Bureau of Land Management spokeswoman Dolores Garcia said 250 to 300 people left their homes in the town, about 60 miles northeast of Phoenix.
There have been no reports of any injuries, Yavapai County sheriff's spokesman Dwight D'Evelyn said.
The fire grew to 600 acres, but crews expected it to ease somewhat during the overnight with cooler temperatures and higher humidity.
Garcia said three out buildings have burned but no homes have been lost.
About 140 firefighting personnel were battling the blaze, supported by three air tankers and two helicopters making blaze suppression drops.
The cause of the blaze was being investigated, but Garcia said crews had ruled out lightning.
It was burning south of the town and east of the site of the Yarnell Hill Fire in which members of the Granite Mountain Hotshots died when they got trapped by the flames nearly three years ago — the deadliest U.S. tragedy for wildland firefighters in several decades.
That lightning-caused wildfire destroyed nearly 130 homes in the area.
On Wednesday, some Yarnell homeowners said they saw smoke and received a voluntary evacuation notice on their cellphones.

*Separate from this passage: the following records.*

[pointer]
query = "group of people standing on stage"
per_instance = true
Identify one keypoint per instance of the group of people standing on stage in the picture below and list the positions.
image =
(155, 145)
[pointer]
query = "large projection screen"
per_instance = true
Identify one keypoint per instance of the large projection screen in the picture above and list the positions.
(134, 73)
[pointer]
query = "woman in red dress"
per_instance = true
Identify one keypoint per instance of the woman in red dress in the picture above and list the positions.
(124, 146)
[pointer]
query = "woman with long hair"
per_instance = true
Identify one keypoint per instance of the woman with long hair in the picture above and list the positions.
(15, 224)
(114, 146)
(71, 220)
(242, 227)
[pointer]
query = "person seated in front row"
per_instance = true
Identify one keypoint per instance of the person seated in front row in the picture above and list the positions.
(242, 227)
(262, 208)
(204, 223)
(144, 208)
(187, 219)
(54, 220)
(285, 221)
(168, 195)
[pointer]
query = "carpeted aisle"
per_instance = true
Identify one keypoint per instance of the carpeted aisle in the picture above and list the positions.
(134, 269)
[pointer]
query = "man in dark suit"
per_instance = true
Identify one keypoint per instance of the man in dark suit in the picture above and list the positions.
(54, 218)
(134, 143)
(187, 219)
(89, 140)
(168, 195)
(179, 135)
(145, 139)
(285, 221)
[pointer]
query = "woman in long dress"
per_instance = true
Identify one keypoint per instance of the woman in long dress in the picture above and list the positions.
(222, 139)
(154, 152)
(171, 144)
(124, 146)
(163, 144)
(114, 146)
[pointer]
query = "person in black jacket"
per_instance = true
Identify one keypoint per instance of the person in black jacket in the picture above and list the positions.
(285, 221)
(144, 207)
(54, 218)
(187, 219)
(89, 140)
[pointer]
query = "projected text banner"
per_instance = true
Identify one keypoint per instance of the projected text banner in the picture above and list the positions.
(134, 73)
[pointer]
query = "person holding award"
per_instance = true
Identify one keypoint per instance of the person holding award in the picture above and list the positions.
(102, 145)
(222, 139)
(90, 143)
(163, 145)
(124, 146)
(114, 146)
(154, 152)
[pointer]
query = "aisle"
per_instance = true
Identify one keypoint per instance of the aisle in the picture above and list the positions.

"It's horrific," said Yarnell resident Jerry Florman told the Arizona Republic over the telephone as she left town around 6:30 p.m. "I'm halfway down the mountain with the dog. I'm guessing there will be plenty of people saying, 'I'm not going to go back.' It's so hard."
Florman and her husband, Kurt, lost their home in the fire three years ago and later purchased another home nearby.
The paper said the Flormans hoped that this fire would be extinguished quickly and be nowhere as devastating.
A Red Cross shelter for evacuees was set up at Yavapai College in Prescott.
Highway 89 through Yarnell was shut down as U.S. Forest Service crews did back-burns and dug trenches while air tankers dropped slurry loads before nightfall.
Authorities said the fire appeared to be moving up mountain slopes to the northeast of Yarnell and away from the town, but its western flank still was threatened.